TPPには「中国包囲網」としての意味合いがあるが、知的財産権でのルールづくりも、中国への牽制となる。中国で知的財産権の侵害が多発していることが、かねてから国際的な問題となっているからだ。以前、北京市内の国立遊園地がディズニーのキャラクターなどに酷似したぬいぐるみを使い、それが著作権侵害にあたるとして、ウォルト・ディズニー社が北京市版権(著作権)局に通報したという事例もある。 仮に将来、中国がTPP参加を真剣に検討する場合には、この分野でも国内の改革が迫られるのは必至だ。

中国は「国内での情報統制」と「知的財産制度への無理解」という二つの意味において、グローバル社会への参加条件を満たしていない。情報統制によって、中国の国内経済は世界のトレンドから取り残されることになるし、企業も育たない。知的財産制度を理解しないことは、「技術貿易」などにおける「中国外し」を招くことになるだろう。

知的財産権のルールを守らなければ、国際的な「知識の貿易」に加わることができず、中国は世界の最先端からどんどんと遅れを取ることになる。2011年のデータでは、アメリカが海外から稼いでいる特許と著作権の使用料は、合わせて約9.6兆円とされており、日本の製薬産業の売上高に匹敵する規模である。経営学者のピーター・ドラッカーは著書『断絶の時代』の中で、「新産業は知識に基礎を置く」と説き、知識は重要な資源であると指摘している。そして、「今後伸びる貿易は商品貿易ではなく技術貿易、すなわち特許やライセンスの貿易である」と予言している。そもそも「知識」の売買の前提として「知的財産権」が認められなければならないが、中国はこのことを理解できるだろうか。

また、ドラッカーは同書において、同一の情報圏は同一の経済圏を持ち、世界にわたる情報の爆発が経済のグローバル化を進展させているが、そのグローバル経済においては、まだ制度たるものが整備されていないとしている。
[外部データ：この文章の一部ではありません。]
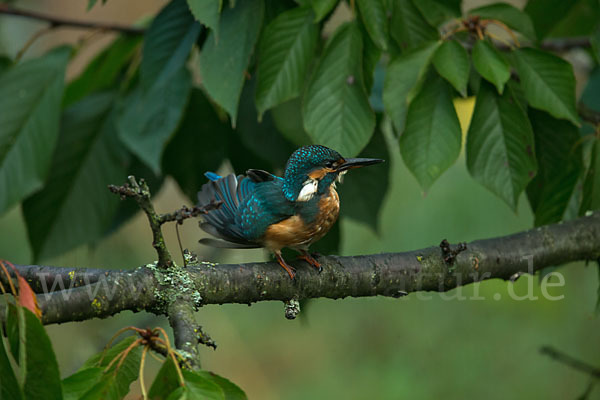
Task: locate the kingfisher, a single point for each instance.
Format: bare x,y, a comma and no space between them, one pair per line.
260,209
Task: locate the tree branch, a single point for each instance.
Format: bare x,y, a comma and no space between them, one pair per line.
392,274
59,21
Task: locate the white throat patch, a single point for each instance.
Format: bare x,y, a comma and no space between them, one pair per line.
309,188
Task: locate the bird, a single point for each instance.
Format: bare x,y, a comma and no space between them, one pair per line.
260,209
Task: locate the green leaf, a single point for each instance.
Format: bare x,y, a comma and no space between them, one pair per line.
5,63
371,57
322,8
9,386
230,389
560,165
500,145
207,12
287,118
199,145
80,382
285,52
436,12
594,42
336,109
432,139
262,138
363,190
509,15
374,16
408,26
199,387
74,206
490,64
548,82
452,62
114,383
581,20
103,71
12,331
402,79
222,64
42,380
167,44
546,14
591,185
152,116
30,97
103,358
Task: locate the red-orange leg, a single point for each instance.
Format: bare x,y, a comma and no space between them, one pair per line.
291,271
306,256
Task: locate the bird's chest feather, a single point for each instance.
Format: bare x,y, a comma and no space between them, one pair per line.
307,226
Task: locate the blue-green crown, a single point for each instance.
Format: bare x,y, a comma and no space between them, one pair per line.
301,163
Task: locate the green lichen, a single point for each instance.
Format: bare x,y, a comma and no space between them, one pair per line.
174,282
97,306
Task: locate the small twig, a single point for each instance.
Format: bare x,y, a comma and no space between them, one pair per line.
292,308
570,361
186,212
141,373
448,254
205,339
141,194
59,21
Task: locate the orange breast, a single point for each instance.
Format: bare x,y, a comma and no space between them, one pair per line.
293,232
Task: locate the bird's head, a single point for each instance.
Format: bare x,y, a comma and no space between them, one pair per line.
312,169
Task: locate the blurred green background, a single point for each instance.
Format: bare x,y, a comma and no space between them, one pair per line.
421,346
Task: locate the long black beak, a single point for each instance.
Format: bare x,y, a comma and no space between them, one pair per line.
350,163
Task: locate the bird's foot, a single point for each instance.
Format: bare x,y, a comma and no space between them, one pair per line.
289,269
306,256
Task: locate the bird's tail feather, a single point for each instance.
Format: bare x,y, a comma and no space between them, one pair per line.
231,190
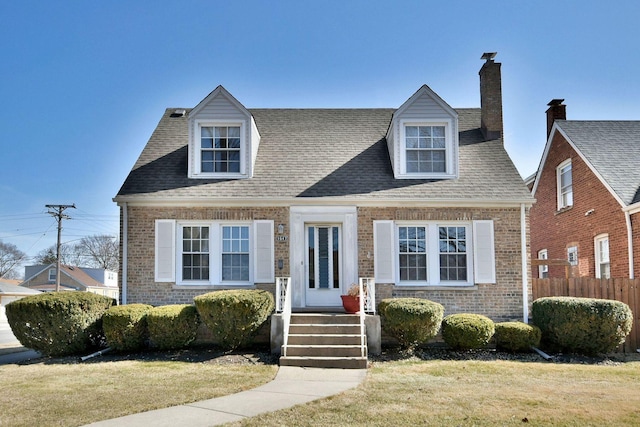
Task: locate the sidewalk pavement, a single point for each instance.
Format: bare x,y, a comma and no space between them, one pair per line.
292,386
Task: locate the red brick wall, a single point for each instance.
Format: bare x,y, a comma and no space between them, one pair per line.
556,230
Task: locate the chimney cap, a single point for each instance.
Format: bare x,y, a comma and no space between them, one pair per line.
489,55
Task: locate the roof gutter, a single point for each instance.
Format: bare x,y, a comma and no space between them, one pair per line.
525,267
125,252
322,201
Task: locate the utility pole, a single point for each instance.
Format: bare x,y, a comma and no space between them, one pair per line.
57,211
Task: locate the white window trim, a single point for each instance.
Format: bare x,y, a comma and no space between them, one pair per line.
196,171
215,253
596,244
570,250
559,194
543,268
450,144
433,254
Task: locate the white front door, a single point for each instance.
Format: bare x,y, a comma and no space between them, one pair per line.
323,265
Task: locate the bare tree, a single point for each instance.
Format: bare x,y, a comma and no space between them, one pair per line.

現在、話が進められているTPP交渉は、グローバル経済における「ルール」づくりの役割を果たしていると言える。

経済成長の減速に加えて、知識社会の到来と経済のグローバル化は、中国経済に大きな課題を突き付けていると言えよう。中国に自由主義経済へ向けた改革をさらに迫るべく、日本はTPP妥結に向けてリーダーシップを発揮していく必要がある。